Prix Wilder-Penfield - Un médecin venu de l'Est

À 87 ans, le Dr Otto Kuchel cumule un parcours scientifique et humain comme on en voit rarement. Entre autres, il a dû fuir son pays et franchir le terrible rideau de fer pour venir faire carrière ici. En 60 ans de carrière scientifique, 20 ans en Tchécoslovaquie et 40 ans au Québec, il est devenu l'une des sommités concernant le rôle des hormones dans le contrôle de la tension artérielle.

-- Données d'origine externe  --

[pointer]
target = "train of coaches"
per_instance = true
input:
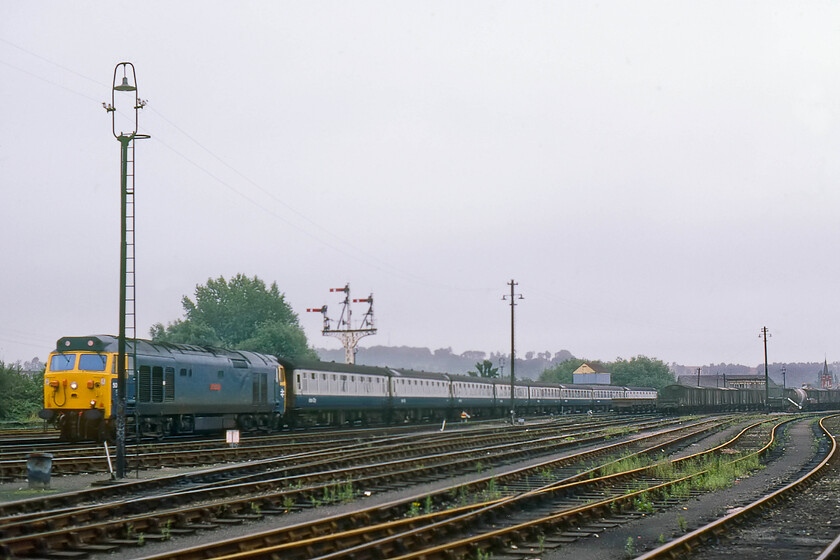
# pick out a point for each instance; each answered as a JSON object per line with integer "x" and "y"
{"x": 181, "y": 389}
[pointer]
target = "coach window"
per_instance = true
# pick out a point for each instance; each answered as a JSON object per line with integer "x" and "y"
{"x": 169, "y": 384}
{"x": 157, "y": 384}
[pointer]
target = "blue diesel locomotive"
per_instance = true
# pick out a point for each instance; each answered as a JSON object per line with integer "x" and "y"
{"x": 182, "y": 389}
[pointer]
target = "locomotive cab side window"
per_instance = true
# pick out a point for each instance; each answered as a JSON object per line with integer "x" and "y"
{"x": 62, "y": 362}
{"x": 92, "y": 362}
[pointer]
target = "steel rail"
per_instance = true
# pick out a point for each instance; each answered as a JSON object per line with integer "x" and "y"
{"x": 690, "y": 540}
{"x": 411, "y": 540}
{"x": 184, "y": 520}
{"x": 342, "y": 529}
{"x": 92, "y": 459}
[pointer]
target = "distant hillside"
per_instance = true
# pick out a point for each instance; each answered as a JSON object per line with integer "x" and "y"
{"x": 532, "y": 364}
{"x": 796, "y": 374}
{"x": 443, "y": 360}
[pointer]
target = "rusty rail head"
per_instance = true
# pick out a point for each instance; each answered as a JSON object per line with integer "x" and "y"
{"x": 686, "y": 542}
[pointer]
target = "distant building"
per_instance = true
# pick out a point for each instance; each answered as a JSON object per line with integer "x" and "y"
{"x": 734, "y": 381}
{"x": 591, "y": 375}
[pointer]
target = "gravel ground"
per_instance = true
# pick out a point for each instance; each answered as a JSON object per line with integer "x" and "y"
{"x": 608, "y": 545}
{"x": 646, "y": 532}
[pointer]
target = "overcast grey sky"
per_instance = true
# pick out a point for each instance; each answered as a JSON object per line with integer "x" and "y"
{"x": 661, "y": 178}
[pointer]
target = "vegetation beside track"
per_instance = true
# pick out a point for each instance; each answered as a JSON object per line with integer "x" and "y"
{"x": 21, "y": 394}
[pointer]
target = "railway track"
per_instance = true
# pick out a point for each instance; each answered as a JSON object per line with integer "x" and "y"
{"x": 795, "y": 520}
{"x": 527, "y": 510}
{"x": 74, "y": 459}
{"x": 77, "y": 526}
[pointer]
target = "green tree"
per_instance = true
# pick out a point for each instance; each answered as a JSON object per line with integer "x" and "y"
{"x": 241, "y": 314}
{"x": 484, "y": 368}
{"x": 21, "y": 394}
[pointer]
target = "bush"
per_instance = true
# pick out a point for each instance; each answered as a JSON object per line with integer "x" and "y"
{"x": 21, "y": 394}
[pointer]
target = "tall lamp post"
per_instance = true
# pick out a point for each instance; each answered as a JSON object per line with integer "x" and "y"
{"x": 513, "y": 298}
{"x": 125, "y": 139}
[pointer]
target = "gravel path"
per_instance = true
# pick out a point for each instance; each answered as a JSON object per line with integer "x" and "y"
{"x": 646, "y": 532}
{"x": 609, "y": 544}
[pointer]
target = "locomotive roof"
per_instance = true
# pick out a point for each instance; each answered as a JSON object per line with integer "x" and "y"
{"x": 110, "y": 343}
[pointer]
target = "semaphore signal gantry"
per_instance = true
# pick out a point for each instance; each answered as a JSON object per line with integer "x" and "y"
{"x": 344, "y": 329}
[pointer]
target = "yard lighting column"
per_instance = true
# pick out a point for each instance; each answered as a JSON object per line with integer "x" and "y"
{"x": 125, "y": 139}
{"x": 513, "y": 298}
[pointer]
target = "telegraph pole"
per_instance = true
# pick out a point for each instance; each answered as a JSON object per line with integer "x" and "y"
{"x": 513, "y": 297}
{"x": 764, "y": 334}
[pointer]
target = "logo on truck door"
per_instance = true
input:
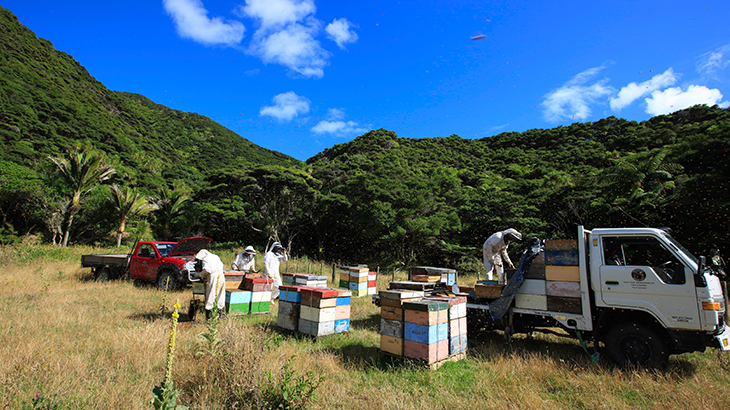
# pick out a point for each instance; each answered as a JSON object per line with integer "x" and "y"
{"x": 638, "y": 275}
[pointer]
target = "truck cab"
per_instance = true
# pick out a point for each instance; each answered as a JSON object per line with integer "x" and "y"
{"x": 164, "y": 262}
{"x": 648, "y": 286}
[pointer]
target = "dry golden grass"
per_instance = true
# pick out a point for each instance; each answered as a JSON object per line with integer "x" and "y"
{"x": 86, "y": 345}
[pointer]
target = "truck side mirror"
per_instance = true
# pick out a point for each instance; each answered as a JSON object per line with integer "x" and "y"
{"x": 701, "y": 266}
{"x": 700, "y": 281}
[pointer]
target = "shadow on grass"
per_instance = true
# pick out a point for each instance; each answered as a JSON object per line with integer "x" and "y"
{"x": 565, "y": 351}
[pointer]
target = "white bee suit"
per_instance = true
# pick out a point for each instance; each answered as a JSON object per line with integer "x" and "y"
{"x": 272, "y": 260}
{"x": 212, "y": 272}
{"x": 494, "y": 253}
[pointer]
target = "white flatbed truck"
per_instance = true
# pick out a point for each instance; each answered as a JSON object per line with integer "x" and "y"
{"x": 638, "y": 291}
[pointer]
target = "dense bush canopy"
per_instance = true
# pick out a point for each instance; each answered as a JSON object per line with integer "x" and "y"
{"x": 379, "y": 197}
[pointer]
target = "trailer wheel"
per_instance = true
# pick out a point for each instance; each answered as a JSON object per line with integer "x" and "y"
{"x": 166, "y": 281}
{"x": 634, "y": 344}
{"x": 103, "y": 275}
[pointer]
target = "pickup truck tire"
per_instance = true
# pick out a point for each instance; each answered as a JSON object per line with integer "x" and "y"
{"x": 634, "y": 344}
{"x": 166, "y": 280}
{"x": 103, "y": 275}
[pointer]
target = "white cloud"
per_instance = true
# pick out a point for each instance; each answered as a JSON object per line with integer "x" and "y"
{"x": 286, "y": 106}
{"x": 339, "y": 32}
{"x": 715, "y": 61}
{"x": 573, "y": 100}
{"x": 294, "y": 47}
{"x": 192, "y": 21}
{"x": 278, "y": 13}
{"x": 634, "y": 91}
{"x": 674, "y": 99}
{"x": 336, "y": 125}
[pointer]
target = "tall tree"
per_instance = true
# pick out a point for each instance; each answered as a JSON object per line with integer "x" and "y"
{"x": 169, "y": 206}
{"x": 129, "y": 204}
{"x": 81, "y": 171}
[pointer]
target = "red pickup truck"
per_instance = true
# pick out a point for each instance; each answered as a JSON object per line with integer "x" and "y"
{"x": 157, "y": 261}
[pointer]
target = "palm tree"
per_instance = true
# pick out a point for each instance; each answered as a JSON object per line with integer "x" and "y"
{"x": 646, "y": 178}
{"x": 81, "y": 171}
{"x": 169, "y": 205}
{"x": 129, "y": 204}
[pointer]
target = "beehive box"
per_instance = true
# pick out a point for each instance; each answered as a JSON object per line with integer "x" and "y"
{"x": 288, "y": 315}
{"x": 257, "y": 284}
{"x": 238, "y": 302}
{"x": 432, "y": 274}
{"x": 488, "y": 289}
{"x": 260, "y": 302}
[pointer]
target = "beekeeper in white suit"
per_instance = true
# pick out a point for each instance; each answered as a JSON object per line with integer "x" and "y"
{"x": 210, "y": 269}
{"x": 273, "y": 257}
{"x": 495, "y": 252}
{"x": 245, "y": 261}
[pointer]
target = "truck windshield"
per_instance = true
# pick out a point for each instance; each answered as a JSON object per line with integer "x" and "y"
{"x": 680, "y": 247}
{"x": 164, "y": 248}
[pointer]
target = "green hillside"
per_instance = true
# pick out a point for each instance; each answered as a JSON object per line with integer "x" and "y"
{"x": 49, "y": 103}
{"x": 379, "y": 198}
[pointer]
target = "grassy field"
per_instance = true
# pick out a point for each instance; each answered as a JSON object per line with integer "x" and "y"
{"x": 71, "y": 343}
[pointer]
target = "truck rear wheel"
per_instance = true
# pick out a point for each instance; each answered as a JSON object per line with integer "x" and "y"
{"x": 634, "y": 344}
{"x": 166, "y": 281}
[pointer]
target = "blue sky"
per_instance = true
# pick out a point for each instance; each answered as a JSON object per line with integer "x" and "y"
{"x": 299, "y": 76}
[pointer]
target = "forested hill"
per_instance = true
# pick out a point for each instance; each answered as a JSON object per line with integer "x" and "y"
{"x": 376, "y": 199}
{"x": 49, "y": 103}
{"x": 438, "y": 196}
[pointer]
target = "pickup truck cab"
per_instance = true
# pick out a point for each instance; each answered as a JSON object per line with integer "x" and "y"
{"x": 161, "y": 262}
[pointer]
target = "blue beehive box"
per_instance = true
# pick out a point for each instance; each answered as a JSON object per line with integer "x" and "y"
{"x": 342, "y": 325}
{"x": 237, "y": 297}
{"x": 358, "y": 286}
{"x": 425, "y": 334}
{"x": 292, "y": 296}
{"x": 561, "y": 258}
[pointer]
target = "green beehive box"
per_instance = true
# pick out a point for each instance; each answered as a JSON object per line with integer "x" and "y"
{"x": 425, "y": 306}
{"x": 260, "y": 307}
{"x": 238, "y": 308}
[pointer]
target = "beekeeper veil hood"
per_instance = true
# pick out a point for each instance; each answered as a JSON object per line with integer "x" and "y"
{"x": 513, "y": 234}
{"x": 276, "y": 247}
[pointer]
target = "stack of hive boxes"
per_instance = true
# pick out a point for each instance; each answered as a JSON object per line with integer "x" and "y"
{"x": 457, "y": 322}
{"x": 425, "y": 330}
{"x": 392, "y": 319}
{"x": 320, "y": 314}
{"x": 304, "y": 279}
{"x": 562, "y": 276}
{"x": 260, "y": 293}
{"x": 290, "y": 299}
{"x": 431, "y": 274}
{"x": 238, "y": 301}
{"x": 358, "y": 280}
{"x": 314, "y": 311}
{"x": 552, "y": 281}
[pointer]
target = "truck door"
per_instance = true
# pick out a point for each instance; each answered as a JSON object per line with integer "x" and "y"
{"x": 142, "y": 265}
{"x": 641, "y": 272}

La longue existence d'un Otto Kuchel témoigne d'un monde qu'on est en train d'oublier. Ainsi, dans les années 1960, en Tchécoslovaquie, Otto Kuchel jouissait d'une telle réputation à l'Ouest qu'il a été invité par l'Organisation mondiale de la santé (OMS) à parfaire ses travaux aux États-Unis durant un an. «C'était une chose rare à l'époque», souligne-t-il. Son pays, ne pouvant refuser un tel honneur, doit accepter de le laisser aller... en s'assurant toutefois de garder précieusement sa femme et ses enfants au pays. «C'était la garantie que je reviendrais, dit-il. Vous ne pouvez pas imaginer la surveillance dont j'ai fait l'objet durant mon séjour aux États-Unis!»De même, comme médecin spécialiste, il est consulté par les hauts dirigeants soviétiques, dont Youri Andropov, alors chef du KGB (on rapporte que, lorsqu'Andropov a pris la direction de l'URSS en 1982, le Dr Kuchel, résidant alors au Québec, aurait été interrogé par la CIA, qui cherchait à en savoir le plus possible sur le nouveau dirigeant). Et, même après qu'il a fui le bloc de l'Est, les médecins russes ont continué de scruter ses nouvelles recherches, qui portaient sur certains maux dont souffrent les cosmonautes après leur retour sur Terre.
Un parcours de réfugié
Dans les années 1960, malgré sa carrière remarquable, Otto Kuchel rêve de passer à l'Ouest. «Même pour quelqu'un comme moi, qui bénéficiais d'un statut privilégié dans mon pays, la vie derrière le rideau de fer était insoutenable», commente-t-il.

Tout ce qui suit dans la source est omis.